Desde os primórdios da história humana registram-se guerras pelo controle da água.
Em cinqüenta anos, de 1953 até 2003, vivemos 1831 conflitos por água: 1228 foram resolvidos por acordos e tratados, mas 37 chegaram à violência e, desses, 21 não escaparam à guerra.
Bruzzone esquadrinha um panorama global altamente preocupante.
Na Europa, 41 milhões de pessoas carecem de acesso à água potável, enquanto 85 milhões não têm acesso ao saneamento básico.
A água está contaminada nesse continente, assim como nos Estados Unidos, na Ásia, nas Américas, graças ao uso de agrotóxicos, às mudanças climáticas e à exploração predatória inerente ao capitalismo.
O Mar de Aral, cuja bacia é compartilhada por 80% da população da Ásia Central, vem secando, graças à contaminação produzida pelos elementos químicos da lavagem do algodão e pelo desvio das águas dos rios que o alimentavam.

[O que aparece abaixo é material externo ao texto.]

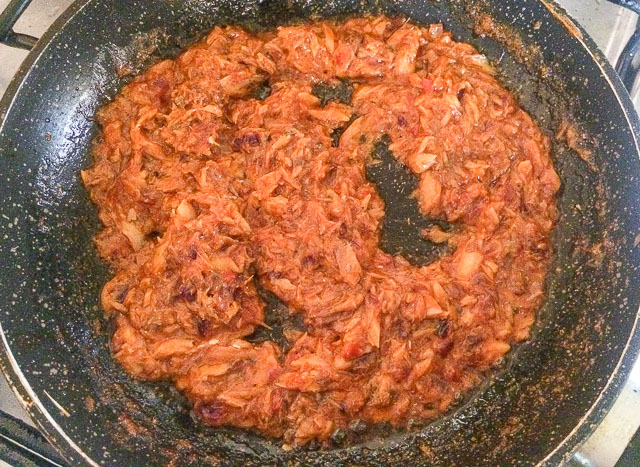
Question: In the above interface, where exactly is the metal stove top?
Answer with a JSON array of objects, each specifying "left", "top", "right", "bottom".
[{"left": 0, "top": 0, "right": 640, "bottom": 467}]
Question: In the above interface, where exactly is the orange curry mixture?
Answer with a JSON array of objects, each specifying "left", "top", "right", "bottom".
[{"left": 82, "top": 17, "right": 560, "bottom": 444}]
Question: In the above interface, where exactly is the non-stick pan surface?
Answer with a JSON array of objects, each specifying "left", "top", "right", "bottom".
[{"left": 0, "top": 0, "right": 640, "bottom": 465}]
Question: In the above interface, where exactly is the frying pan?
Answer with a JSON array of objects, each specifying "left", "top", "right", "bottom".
[{"left": 0, "top": 0, "right": 640, "bottom": 465}]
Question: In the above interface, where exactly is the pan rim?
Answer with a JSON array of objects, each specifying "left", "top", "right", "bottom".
[{"left": 0, "top": 0, "right": 640, "bottom": 465}]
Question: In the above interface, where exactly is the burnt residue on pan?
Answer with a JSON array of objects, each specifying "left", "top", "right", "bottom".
[{"left": 0, "top": 0, "right": 640, "bottom": 465}]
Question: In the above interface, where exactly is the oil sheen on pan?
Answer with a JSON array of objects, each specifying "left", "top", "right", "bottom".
[{"left": 82, "top": 17, "right": 560, "bottom": 445}]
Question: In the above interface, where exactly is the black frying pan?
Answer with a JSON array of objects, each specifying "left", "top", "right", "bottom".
[{"left": 0, "top": 0, "right": 640, "bottom": 465}]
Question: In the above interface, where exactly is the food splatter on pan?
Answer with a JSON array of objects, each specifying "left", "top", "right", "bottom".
[{"left": 82, "top": 17, "right": 560, "bottom": 444}]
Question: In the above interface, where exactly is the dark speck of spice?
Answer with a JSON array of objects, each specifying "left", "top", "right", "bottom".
[
  {"left": 438, "top": 320, "right": 451, "bottom": 338},
  {"left": 233, "top": 133, "right": 260, "bottom": 151},
  {"left": 116, "top": 287, "right": 129, "bottom": 303},
  {"left": 200, "top": 402, "right": 224, "bottom": 426},
  {"left": 178, "top": 285, "right": 197, "bottom": 302},
  {"left": 331, "top": 428, "right": 347, "bottom": 446},
  {"left": 198, "top": 319, "right": 213, "bottom": 339},
  {"left": 349, "top": 419, "right": 367, "bottom": 435},
  {"left": 188, "top": 245, "right": 198, "bottom": 260}
]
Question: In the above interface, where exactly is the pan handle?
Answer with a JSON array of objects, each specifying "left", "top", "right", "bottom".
[
  {"left": 0, "top": 410, "right": 68, "bottom": 467},
  {"left": 0, "top": 0, "right": 38, "bottom": 50},
  {"left": 609, "top": 0, "right": 640, "bottom": 94},
  {"left": 609, "top": 0, "right": 640, "bottom": 15}
]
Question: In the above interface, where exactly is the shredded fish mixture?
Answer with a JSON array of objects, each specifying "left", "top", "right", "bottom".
[{"left": 82, "top": 17, "right": 560, "bottom": 444}]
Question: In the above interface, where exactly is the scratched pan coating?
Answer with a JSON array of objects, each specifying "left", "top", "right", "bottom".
[{"left": 0, "top": 0, "right": 640, "bottom": 466}]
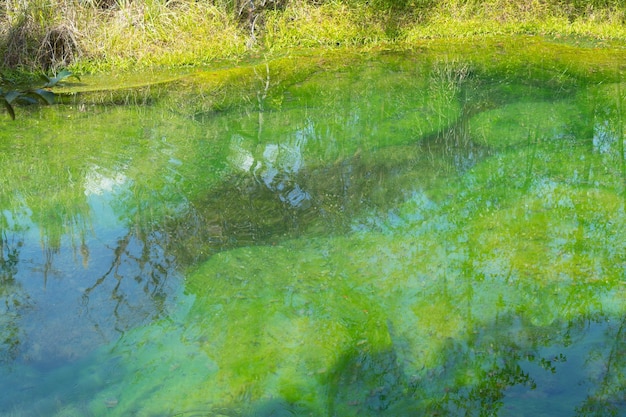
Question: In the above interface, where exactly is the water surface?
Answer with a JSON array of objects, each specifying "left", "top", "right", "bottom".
[{"left": 0, "top": 41, "right": 626, "bottom": 416}]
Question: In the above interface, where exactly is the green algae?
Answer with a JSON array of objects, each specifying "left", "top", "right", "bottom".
[{"left": 2, "top": 37, "right": 626, "bottom": 416}]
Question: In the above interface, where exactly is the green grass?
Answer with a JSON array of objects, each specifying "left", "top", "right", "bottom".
[{"left": 0, "top": 0, "right": 626, "bottom": 73}]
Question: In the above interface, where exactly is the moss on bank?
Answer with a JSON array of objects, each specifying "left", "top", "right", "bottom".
[{"left": 0, "top": 0, "right": 626, "bottom": 73}]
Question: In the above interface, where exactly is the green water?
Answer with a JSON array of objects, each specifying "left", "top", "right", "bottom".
[{"left": 0, "top": 39, "right": 626, "bottom": 417}]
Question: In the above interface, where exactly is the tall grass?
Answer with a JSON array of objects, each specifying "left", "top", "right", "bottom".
[{"left": 0, "top": 0, "right": 626, "bottom": 72}]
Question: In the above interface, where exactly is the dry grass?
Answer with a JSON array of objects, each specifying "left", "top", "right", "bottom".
[{"left": 0, "top": 0, "right": 626, "bottom": 72}]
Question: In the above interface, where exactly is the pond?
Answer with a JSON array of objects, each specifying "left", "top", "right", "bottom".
[{"left": 0, "top": 38, "right": 626, "bottom": 417}]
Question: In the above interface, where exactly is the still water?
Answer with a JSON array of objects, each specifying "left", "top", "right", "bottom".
[{"left": 0, "top": 39, "right": 626, "bottom": 417}]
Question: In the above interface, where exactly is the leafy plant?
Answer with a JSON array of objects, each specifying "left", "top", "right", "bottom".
[{"left": 0, "top": 69, "right": 80, "bottom": 120}]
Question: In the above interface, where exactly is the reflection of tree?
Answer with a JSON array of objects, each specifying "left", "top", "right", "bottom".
[
  {"left": 82, "top": 224, "right": 175, "bottom": 333},
  {"left": 0, "top": 230, "right": 30, "bottom": 362},
  {"left": 576, "top": 316, "right": 626, "bottom": 417}
]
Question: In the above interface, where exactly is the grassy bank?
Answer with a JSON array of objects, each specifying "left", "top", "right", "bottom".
[{"left": 0, "top": 0, "right": 626, "bottom": 73}]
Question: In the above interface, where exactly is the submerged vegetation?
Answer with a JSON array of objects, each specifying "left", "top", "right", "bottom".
[{"left": 0, "top": 0, "right": 626, "bottom": 72}]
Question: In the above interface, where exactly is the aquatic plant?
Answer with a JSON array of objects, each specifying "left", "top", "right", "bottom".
[{"left": 0, "top": 70, "right": 78, "bottom": 120}]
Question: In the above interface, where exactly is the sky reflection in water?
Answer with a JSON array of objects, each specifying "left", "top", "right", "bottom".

No Oriente Médio, Israel bombeia para si 85% do caudal aquífero montanhoso no território palestino, depois de haver invadido o Líbano, em 2006, para apoderar-se das águas do Rio Libani.
A Turquia enfrenta a Síria e o Iraque por seu projeto de construir represas e centrais hidrelétricas nas nascentes dos rios Tigre e Eufrates.
Na Austrália, ao utilizarem-se 80% dos cursos de água disponíveis, perderam-se as planícies de inundação e umidade, as terras e os cursos superficiais se salinizaram e contaminaram pelos agrotóxicos da agricultura de exportação.
Na África, 75% da população dependem dos recursos hídricos subterrâneos, que representam apenas 15% dos recursos renováveis. Mali, Senegal e Mauritânia vivem tensões pelas águas do Rio Senegal.
Na América Central abundam os rios, os aquíferos e a biodiversidade; mas a maioria dos centro-americanos não tem água potável, embora proliferem aí as bases norte-americanas.
O mundo amazônico é criteriosamente desvendado e historiado em capítulo especial e o Aquífero Guarani (ao lado) também se estende por todo um outro capítulo.
Igual atenção e detalhamento a autora dedica ao panorama de problemas, leis e acordos argentinos.
* “Os povos que esperam sua vida ou seu futuro de uma abstração legal ou da vontade dos demais são de antemão povos sacrificados”. (Manuel Ugarte)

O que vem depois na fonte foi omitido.